The Django developers have worked hard to integrate Postgres full text search into the web framework’s ORM. Unfortunately, there are few quirks with the system, especially when working with JSON model fields. In this post, we’ll discuss those issues and how to work around them.
Search Lookup Versus SearchVector
If you have a simple Document
model class, such as:
class Document(models.Model):
title = models.CharField(default="")
body = models.CharField(default="")
You can perform a basic full text search of body
with:
Document.objects.filter(body__search="Example")
Which produces the SQL:
SELECT "document"."id", "document"."title", "document"."body"
FROM "document"
WHERE to_tsvector(COALESCE("document"."body", '')) @@ (plainto_tsquery('Example'));
The above will match any document containing the case insensitive word stem exampl
. This includes words such as examples
and EXAMPLING
.
To perform the above query, you’ll need to be using Postgres as your database. You also need to add django.contrib.postgres
to your INSTALLED_APPS
or you will receive a django.core.exceptions.FieldError: Unsupported lookup 'search'
error message when performing the above query.
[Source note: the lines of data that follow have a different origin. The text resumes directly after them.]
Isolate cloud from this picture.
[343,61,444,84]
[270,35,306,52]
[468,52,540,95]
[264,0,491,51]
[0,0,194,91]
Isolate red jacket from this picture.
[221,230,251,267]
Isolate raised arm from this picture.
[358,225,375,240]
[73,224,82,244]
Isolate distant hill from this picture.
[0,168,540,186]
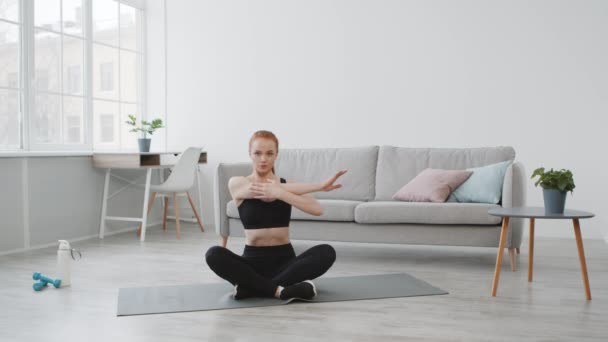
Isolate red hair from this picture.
[249,130,279,173]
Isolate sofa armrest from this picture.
[213,163,251,237]
[501,162,527,248]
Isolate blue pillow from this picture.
[447,160,513,204]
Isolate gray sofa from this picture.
[214,146,526,251]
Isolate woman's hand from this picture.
[249,179,285,202]
[321,170,347,191]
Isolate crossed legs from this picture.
[205,244,336,297]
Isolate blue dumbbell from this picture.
[32,272,61,288]
[33,281,49,291]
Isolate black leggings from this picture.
[205,243,336,297]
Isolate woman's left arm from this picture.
[251,181,323,216]
[277,190,323,216]
[281,170,347,195]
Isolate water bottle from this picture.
[57,240,72,287]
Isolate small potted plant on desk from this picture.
[125,115,163,152]
[530,167,575,214]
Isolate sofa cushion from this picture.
[393,168,473,202]
[375,146,515,201]
[275,146,380,201]
[355,201,501,225]
[226,199,364,222]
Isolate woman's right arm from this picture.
[228,176,256,201]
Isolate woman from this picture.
[205,131,346,300]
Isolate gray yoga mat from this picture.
[117,273,447,316]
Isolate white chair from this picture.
[137,147,205,239]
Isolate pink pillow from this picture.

To improve search results, you can implement ranking, weighting, and different languages using SearchVector
:
title_vector = SearchVector("title", config="French", weight="A")
body_vector = SearchVector("body", config="French", weight="B")
query = SearchQuery("Exemple", config="French")
results = (
Document.objects.annotate(
rank=SearchRank(title_vector + body_vector, query)
)
.filter(rank__gte=0.1)
.order_by("-rank")
)
If you’re changing the language, make sure to set the config for both SearchVector
and SearchQuery
. More features and examples are shown in the Django documentation for full text search.
JSON Fields
The previous examples used a model with CharField
content. We could also put all those fields into a JSONfield
, allowing us to extend the Document
without additional migrations:
class Document(models.Model):
content = models.JSONField(default=dict)
For instance, by adding an author
field:
Document.objects.create(
content={
"title": "Example Title",
"author": "Myself",
"body": "The body of text that we would want to search.",
}
)
These fields can be filtered by using a double underscore __
path lookup such as:
Document.objects.filter(content__author="Myself")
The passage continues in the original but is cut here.